SIS Creative Writing and Translation Listed in First Batch of National-level First-Class Undergraduate Courses
According to the result announced by the Ministry of Education on the first batch of national-level first-class undergraduate courses, among 3560 courses selected, Creative Writing and Translation, SIS selective course for English major students, was listed.

(Group photo of teachers and students of the 2019 Creative Writing and Translation course and invited writers of the writing camp. Taken after the literary works reading on Zhuhai Campus, SYSU.)
Led by Professor Dai Fan and co-led by Dr. Luo Bin, Dr. Su Pin, Dr. Fan Ruoen and Dr. Xie Guixia, Creative Writing and Translation is open for Year Four undergraduate students and graduate students. The course is also supported by the writers’ writing camp in SYSU each year, which invites eight writers from eight countries to stay in China for 28-day creation and literature and culture exchanges. From 2015 to 2017, students worked as volunteers of the writing camp, providing translation services and holding interviews with the writers. Since 2018, students can register for the course to join the camp, in which they can translate the writers’ works, ask questions about literary writing, and provide interpreting services for international writers in exchanges with local literature, education and art institutions. About three quarters of the course time is spent out of the Zhuhai campus, providing students with great practice opportunities in translation, interpreting and interview. Past activities include the visits to Yangshuo Middle School, terrance in Yuanyang and the poverty-alleviation project in Azheke village, and exchanges and Writers’ Readings in Guangxi Normal University. While broadening students’ cultural horizon, Creative Writing and Translation also offers students an immerse environment for practicing English. Students can experience cross-cultural communication and raise cultural difference awareness through their writing and communications in the writing camp. This also helps to lay a foundation for Chinese culture to go global in the future.

(Teachers and students of the 2019 Creative Writing and Translation course and the invited writers having exchanges with their counterparts in Kafang Primary School in Gejiu, Yunnan.)

(Teachers and students of the 2019 Creative Writing and Translation course and the invited writers visiting the terraces field and communicating with the villagers in Azheke, Yunnan.)

(Due to the pandemic, the 2020 Creative Writing and Translation was launched on Zhuhai Campus, SYSU without the participation of international writers. Teachers and students of the course visited the Guangzhou headquarters of Agile Property to experience the creativity and culture of the industry. Here is a photo taken there.)
Feedback from the Students
Shi Yancong (Year one, graduate)
The writing camp provided us a great platform, through which we could not only communicate with writers about the translations face to face, but also learn translation skills from the teaching team. This enabled us to polish up our translation works while remaining faithful to the original authors as much as possible. I think that’s what makes the camp unique.
Yang Junhui (Year Four, undergraduate)
This course taught me communication skills and a new and positive attitude toward different cultures. These are things that I can hardly gain from the traditional class.
Fu Si (Year one, graduate)
With a sense of responsibility to the text, the author and the readers, never had I been so devoted to translation before. In the writing camp, we held readings.
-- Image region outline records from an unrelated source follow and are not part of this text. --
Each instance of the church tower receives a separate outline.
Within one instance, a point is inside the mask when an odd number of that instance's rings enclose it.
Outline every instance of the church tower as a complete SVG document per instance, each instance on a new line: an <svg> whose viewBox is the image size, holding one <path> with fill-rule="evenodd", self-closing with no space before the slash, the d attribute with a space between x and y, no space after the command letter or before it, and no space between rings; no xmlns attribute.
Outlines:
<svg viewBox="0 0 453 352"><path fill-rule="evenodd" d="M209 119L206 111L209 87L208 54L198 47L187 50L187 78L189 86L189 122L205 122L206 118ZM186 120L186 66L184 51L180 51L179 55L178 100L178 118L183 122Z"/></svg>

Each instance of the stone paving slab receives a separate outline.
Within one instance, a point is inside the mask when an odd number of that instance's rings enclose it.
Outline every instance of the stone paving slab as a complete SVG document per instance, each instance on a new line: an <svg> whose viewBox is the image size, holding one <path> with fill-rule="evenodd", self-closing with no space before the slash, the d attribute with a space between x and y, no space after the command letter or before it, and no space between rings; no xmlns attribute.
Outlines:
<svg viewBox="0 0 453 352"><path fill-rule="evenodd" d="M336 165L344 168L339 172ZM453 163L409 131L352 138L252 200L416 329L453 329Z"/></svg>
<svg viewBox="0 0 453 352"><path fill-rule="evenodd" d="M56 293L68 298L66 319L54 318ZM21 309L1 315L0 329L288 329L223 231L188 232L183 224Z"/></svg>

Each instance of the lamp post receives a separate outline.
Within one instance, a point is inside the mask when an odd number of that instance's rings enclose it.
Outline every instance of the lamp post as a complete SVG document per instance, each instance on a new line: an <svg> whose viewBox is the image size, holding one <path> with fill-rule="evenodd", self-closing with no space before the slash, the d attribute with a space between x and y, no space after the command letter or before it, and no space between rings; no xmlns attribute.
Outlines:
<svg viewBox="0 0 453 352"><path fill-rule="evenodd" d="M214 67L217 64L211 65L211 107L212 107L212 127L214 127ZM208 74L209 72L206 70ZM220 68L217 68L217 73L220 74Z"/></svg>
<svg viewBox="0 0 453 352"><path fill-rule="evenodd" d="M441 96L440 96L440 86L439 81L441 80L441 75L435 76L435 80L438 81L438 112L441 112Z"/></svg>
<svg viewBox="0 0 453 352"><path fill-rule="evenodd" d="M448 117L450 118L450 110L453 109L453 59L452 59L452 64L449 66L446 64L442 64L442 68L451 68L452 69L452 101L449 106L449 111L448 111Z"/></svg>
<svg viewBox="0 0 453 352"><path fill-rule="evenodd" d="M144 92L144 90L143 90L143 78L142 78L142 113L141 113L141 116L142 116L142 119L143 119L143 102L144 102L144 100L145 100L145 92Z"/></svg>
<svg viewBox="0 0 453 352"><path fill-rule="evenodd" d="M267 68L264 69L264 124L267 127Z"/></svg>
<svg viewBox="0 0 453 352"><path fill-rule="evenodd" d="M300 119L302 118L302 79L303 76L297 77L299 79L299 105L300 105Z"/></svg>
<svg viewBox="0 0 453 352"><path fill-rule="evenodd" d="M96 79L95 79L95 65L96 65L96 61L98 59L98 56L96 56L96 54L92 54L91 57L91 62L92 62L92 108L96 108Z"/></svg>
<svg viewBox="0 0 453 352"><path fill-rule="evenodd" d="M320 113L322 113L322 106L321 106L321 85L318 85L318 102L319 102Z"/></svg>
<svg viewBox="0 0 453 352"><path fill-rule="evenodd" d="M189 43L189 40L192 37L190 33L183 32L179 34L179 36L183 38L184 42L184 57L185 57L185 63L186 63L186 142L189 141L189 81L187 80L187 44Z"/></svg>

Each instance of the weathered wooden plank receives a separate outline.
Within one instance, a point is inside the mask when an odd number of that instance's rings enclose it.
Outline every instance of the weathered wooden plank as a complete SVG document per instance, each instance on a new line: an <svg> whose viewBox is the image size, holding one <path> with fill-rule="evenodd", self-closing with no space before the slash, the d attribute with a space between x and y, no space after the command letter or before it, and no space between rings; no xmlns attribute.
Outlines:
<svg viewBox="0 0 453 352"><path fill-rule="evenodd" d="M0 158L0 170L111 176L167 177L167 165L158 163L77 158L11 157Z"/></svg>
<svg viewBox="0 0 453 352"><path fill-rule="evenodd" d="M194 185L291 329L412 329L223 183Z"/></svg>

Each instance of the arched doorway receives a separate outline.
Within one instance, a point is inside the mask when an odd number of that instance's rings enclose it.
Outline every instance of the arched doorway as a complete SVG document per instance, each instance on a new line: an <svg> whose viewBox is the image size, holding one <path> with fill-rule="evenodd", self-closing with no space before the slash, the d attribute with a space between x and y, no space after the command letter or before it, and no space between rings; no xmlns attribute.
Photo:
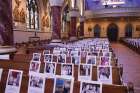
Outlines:
<svg viewBox="0 0 140 93"><path fill-rule="evenodd" d="M107 28L107 37L110 42L115 42L118 39L118 26L111 23Z"/></svg>
<svg viewBox="0 0 140 93"><path fill-rule="evenodd" d="M94 37L100 38L100 32L101 32L101 27L98 24L96 24L94 26Z"/></svg>
<svg viewBox="0 0 140 93"><path fill-rule="evenodd" d="M131 38L133 32L133 26L132 24L127 24L125 27L125 37Z"/></svg>

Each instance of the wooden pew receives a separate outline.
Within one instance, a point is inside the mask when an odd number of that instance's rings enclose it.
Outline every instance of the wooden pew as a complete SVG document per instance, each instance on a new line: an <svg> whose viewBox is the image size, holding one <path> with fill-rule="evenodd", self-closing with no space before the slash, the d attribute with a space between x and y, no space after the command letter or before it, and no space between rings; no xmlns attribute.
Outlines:
<svg viewBox="0 0 140 93"><path fill-rule="evenodd" d="M0 83L0 93L4 93L5 91L7 76L8 76L8 71L4 70L2 81ZM29 76L23 74L20 93L27 93L28 81L29 81ZM45 83L44 93L53 93L54 79L46 78L45 82L46 83ZM80 81L74 81L73 93L79 93L79 91L80 91ZM128 93L128 92L126 86L103 84L102 93Z"/></svg>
When reading their works, the authors also showed the audience the translation version translated by students. It was both a recognition and an appreciation, making us feel important and be more aware of our responsibility to both the original and target texts.

(Professor Dai Fan explaining upcoming work to some of the students of the 2019 Creative Writing and Translation course in Gejiu, Yunnan.)

(British writer Abigail Parry and New Zealand writer Damien Wilkins having a translation workshop with students of the 2019 Creative Writing and Translation course in Yangshuo, Guangxi.)

(Teachers and students of the 2019 Creative Writing and Translation course together with the invited writers visiting the Yangshuo Park in Guangxi and participating in activities such as singing folk songs (Shan’ge)and experiencing local customs and inventions.)